There was only one other family there, a mother with two smaller children, so I couldn’t test the water on how seriously you’re meant to compete with your child. Obviously, I wanted my lights to flash and not his. But then, I wanted him to be happy. It reminded me of the time we were playing Scrabble and I got the letters for “whore”, didn’t want to explain what it meant or deliver my lecture on the politics of shaming sex-workers, but on the other hand, I wanted the points. In the end, the choice in Prama was taken away from me, because he’s fitter than I am. They’ve been doing the daily mile at his school. How could I possibly have guessed this would impact his cardiovascular health?

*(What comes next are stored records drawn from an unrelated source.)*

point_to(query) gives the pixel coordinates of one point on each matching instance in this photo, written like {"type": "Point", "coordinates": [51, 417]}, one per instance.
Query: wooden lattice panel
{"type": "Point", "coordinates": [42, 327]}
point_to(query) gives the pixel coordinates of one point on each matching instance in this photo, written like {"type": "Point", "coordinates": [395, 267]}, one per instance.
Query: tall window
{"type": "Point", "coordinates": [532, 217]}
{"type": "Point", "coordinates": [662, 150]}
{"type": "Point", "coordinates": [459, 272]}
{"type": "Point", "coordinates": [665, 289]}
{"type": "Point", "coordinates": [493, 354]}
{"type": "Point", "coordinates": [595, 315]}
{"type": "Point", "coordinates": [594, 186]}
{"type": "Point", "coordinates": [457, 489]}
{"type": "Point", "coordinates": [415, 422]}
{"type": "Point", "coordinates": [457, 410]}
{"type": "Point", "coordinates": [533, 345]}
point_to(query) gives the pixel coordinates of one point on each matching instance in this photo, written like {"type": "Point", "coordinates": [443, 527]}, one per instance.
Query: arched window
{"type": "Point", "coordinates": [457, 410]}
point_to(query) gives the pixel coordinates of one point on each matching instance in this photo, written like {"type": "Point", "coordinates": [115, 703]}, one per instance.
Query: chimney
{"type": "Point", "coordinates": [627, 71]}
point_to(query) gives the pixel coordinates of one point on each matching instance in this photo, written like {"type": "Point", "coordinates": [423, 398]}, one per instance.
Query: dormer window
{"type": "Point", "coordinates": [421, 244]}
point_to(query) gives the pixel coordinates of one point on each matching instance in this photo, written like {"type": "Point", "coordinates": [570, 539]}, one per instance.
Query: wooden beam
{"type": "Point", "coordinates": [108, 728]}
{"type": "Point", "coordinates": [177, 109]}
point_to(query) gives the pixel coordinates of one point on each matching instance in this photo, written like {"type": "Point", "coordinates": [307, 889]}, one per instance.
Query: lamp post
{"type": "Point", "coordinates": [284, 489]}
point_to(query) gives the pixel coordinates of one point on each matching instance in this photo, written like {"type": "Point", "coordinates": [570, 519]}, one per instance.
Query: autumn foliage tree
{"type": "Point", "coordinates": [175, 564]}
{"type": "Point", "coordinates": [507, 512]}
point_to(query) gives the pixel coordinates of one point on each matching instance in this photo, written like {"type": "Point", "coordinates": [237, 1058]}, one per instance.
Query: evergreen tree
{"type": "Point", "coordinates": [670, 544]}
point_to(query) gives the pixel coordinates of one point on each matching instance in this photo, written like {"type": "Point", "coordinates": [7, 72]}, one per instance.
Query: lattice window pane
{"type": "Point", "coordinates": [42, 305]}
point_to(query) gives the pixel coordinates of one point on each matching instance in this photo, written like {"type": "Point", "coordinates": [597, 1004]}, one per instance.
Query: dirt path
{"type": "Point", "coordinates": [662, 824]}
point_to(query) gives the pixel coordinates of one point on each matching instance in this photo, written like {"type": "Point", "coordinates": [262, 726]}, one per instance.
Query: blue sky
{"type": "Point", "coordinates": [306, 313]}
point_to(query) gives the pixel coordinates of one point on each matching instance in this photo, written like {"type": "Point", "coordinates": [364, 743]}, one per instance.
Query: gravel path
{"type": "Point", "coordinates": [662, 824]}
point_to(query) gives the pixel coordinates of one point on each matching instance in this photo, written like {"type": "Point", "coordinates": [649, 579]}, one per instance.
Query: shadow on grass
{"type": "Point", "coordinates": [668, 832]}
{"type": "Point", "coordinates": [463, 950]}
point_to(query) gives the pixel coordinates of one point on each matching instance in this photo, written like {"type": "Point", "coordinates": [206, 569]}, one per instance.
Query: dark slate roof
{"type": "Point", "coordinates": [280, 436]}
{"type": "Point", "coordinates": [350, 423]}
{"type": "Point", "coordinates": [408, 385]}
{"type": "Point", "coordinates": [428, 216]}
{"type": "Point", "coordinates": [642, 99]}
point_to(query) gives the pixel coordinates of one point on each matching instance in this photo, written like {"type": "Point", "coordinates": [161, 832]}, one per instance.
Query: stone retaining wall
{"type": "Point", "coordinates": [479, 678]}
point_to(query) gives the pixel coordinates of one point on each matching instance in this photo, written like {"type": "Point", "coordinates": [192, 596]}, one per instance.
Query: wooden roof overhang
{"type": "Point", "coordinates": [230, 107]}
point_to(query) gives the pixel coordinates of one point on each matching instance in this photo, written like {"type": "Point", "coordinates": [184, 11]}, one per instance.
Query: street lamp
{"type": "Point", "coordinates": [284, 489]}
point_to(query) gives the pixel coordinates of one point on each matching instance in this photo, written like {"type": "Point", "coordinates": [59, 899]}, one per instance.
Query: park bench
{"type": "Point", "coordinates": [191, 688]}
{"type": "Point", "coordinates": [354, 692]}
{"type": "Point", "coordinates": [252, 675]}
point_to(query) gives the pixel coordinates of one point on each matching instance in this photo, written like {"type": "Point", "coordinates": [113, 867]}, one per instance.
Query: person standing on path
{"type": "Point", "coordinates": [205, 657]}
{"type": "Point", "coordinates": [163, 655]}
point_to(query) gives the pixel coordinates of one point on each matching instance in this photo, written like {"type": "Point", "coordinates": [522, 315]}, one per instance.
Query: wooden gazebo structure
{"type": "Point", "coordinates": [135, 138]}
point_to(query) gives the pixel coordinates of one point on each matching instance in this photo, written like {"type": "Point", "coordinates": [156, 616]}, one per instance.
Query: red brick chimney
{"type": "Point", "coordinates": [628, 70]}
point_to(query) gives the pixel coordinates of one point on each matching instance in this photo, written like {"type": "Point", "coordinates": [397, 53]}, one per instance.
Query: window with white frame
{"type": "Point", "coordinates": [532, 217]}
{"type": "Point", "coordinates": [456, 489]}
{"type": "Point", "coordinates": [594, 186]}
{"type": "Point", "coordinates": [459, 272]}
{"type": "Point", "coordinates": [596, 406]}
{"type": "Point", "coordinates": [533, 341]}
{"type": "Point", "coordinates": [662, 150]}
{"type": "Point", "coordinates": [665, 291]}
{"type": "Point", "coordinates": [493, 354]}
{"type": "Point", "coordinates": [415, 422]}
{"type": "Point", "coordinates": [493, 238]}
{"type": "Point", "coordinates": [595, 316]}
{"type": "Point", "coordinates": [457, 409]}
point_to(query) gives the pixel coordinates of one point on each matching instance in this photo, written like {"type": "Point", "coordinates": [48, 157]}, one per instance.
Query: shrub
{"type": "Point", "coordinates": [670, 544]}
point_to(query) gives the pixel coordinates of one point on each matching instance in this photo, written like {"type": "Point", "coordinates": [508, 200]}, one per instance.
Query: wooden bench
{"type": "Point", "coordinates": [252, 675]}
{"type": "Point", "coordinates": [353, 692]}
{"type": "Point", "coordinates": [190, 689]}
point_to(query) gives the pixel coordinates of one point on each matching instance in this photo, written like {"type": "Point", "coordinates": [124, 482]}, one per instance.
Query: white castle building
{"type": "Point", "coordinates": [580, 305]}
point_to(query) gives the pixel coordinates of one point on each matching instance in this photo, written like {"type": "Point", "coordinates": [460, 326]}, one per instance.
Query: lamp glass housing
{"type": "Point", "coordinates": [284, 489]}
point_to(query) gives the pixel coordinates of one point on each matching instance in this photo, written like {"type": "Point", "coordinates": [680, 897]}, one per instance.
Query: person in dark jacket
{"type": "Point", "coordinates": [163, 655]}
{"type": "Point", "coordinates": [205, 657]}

I have not one bad thing to say about this. The good things, in no particular order… It’s not boring. It isn’t possible to get bored in 45 seconds. The lo-tech game activities, chasing each other round a circle on one leg, fetching cones and putting them in different places, are surprisingly diverting. Adults think they’ve grown out of childish things, but it’s laziness, not maturity, that stops us playing “it”. Some fitness innovations are just snake oil (see “low oxygen training” passim), but never let that blind you to the fact that people who think, hard, about any given activity are liable to come up with stuff that improves it.

Most of all, it is unendingly delightful to do exercise with your kid: to be red-faced and determined at the same time, not sitting on the sidelines, half-aware that they’re up to something while you check your phone; to be chasing the same meaningless goals like a pair of laboratory mice; to have a righteous beer together afterwards, except not get him a beer.

Active families who play tennis and whatnot will probably know all this, but for the non-joiners, the non-team-sporters, prama is a revelation.

What I learned

The optimum exertion period for adults in interval training is actually three and a half minutes, not 45 seconds. But whatever.